The next classic film to be re-released in cinemas* as a celebration of its release on Blu-Ray is Jurassic Park.

Back in 1993 I was an 11-year-old** dino-obsessive with the privilege of going to see the much-hyped dinosaur-resurrection movie Jurassic Park at the now non-existent Palace Cinema in Wellingborough. I remember at the time being wowed by a ground-breaking and trend-setting Speilbergian mixture of animatronics and CGI effects, and assaulted from all angles by a story that was at once emotional, witty, suspenseful and terrifying, whilst providing nourishment for my already well-developed geek-streak.

Here's the original trailer:


So, in 2011, when I heard that this movie - one of few that stand out from the background of many movies that I saw as a child*** - was being re-released, the decision to go and see it was not one that really had to have any thought put into it. This time, I took a trip with three friends to the Cineworld at Northampton's Sixfields complex.

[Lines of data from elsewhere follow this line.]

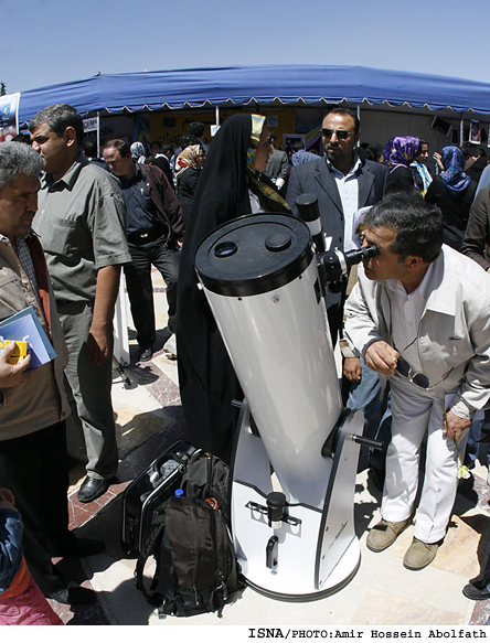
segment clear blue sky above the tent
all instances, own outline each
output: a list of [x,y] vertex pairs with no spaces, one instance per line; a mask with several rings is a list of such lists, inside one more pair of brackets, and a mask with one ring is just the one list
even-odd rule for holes
[[489,0],[0,0],[0,10],[9,94],[98,72],[313,63],[490,83]]

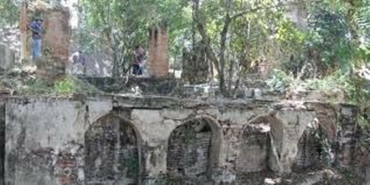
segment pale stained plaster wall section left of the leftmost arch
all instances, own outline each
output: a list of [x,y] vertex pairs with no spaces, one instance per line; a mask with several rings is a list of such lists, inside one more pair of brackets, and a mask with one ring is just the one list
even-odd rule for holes
[[84,133],[97,115],[110,109],[104,98],[7,99],[5,183],[84,182]]

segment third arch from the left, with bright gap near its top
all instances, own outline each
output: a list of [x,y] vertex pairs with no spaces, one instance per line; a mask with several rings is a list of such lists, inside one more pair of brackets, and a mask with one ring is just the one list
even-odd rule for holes
[[243,126],[239,135],[240,154],[236,169],[240,173],[279,170],[283,126],[273,114],[263,114]]

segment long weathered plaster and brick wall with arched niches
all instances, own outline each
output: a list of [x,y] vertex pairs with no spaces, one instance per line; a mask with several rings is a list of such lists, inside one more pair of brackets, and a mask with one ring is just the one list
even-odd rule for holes
[[[6,163],[5,181],[257,183],[261,181],[252,179],[263,178],[261,172],[290,173],[294,165],[310,166],[301,162],[311,160],[302,153],[312,150],[302,147],[303,138],[310,136],[310,124],[317,125],[319,105],[292,108],[279,102],[111,96],[10,98],[1,158]],[[331,108],[343,125],[340,133],[348,137],[339,143],[337,154],[346,165],[352,159],[348,151],[353,137],[348,131],[355,124],[354,107]]]

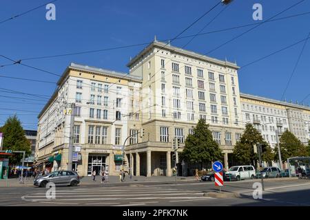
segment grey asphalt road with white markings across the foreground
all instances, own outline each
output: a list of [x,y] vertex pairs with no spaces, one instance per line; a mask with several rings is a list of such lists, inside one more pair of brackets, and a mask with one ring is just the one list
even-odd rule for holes
[[303,179],[265,181],[262,199],[254,199],[253,184],[259,180],[225,182],[222,191],[238,192],[238,198],[205,197],[218,190],[214,182],[124,183],[56,187],[56,199],[47,199],[48,189],[0,188],[0,206],[310,206],[310,181]]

Some things have changed since I last saw the movie; back in 1993 my parents bought my ticket, and alongside a drink and some popcorn they got change from a fiver. In 2011, my ticket plus a bag of M&Ms had me breaking into a £20 note. Also, having completed a maths degree in the interim, Doctor Ian Malcolm's previously impressive mathematical topic-dropping and elucidation had turned into a list of words gathered at random from The Ladybird Dictionary of Mathematics. Other than that, however, I didn't notice a lot of difference: my childlike excitement at seeing dinosaurs brought to life was still there, and the effect was much the same as it always was due to the fact that the visual effects don't seem to have aged at all- they hold themselves favourably against many much more recent big-budget movies, and even blow a few of them out of the water. The film was still, to my more adult mind, alternately funny, emotive and terrifying (and yes, I mean terrifying rather than simply scary); the storyline kept my attention, and the imagery, now-iconic sound-effects, and classic musical score tickled my senses in much the same way as they did eighteen years ago.

I had the dual pleasure of attending the screening with one friend who also remembered the film from the first time round, and also two friends who had never seen it before. Both said they enjoyed the film, and I certainly enjoyed noticing them as, in the scarier and more fraught moments of the film, one squirmed in her seat in fear, and the other almost ripped her boyfriend's arm off in terror.

If you've never seen Jurassic Park, I thoroughly recommend taking what's left of the opportunity to do so on the big screen. If you saw it first time around, go and relive part of your childhood. Sometimes movies don't age very well, but this is one that hasn't aged at all.




* The last one I cared about being Back To The Future.
** About the same age as Lex.
*** I can even remember that we sat toward the back-left of the cinema screen in which we saw it, and that I also had a bit of a crush on Lex at the time.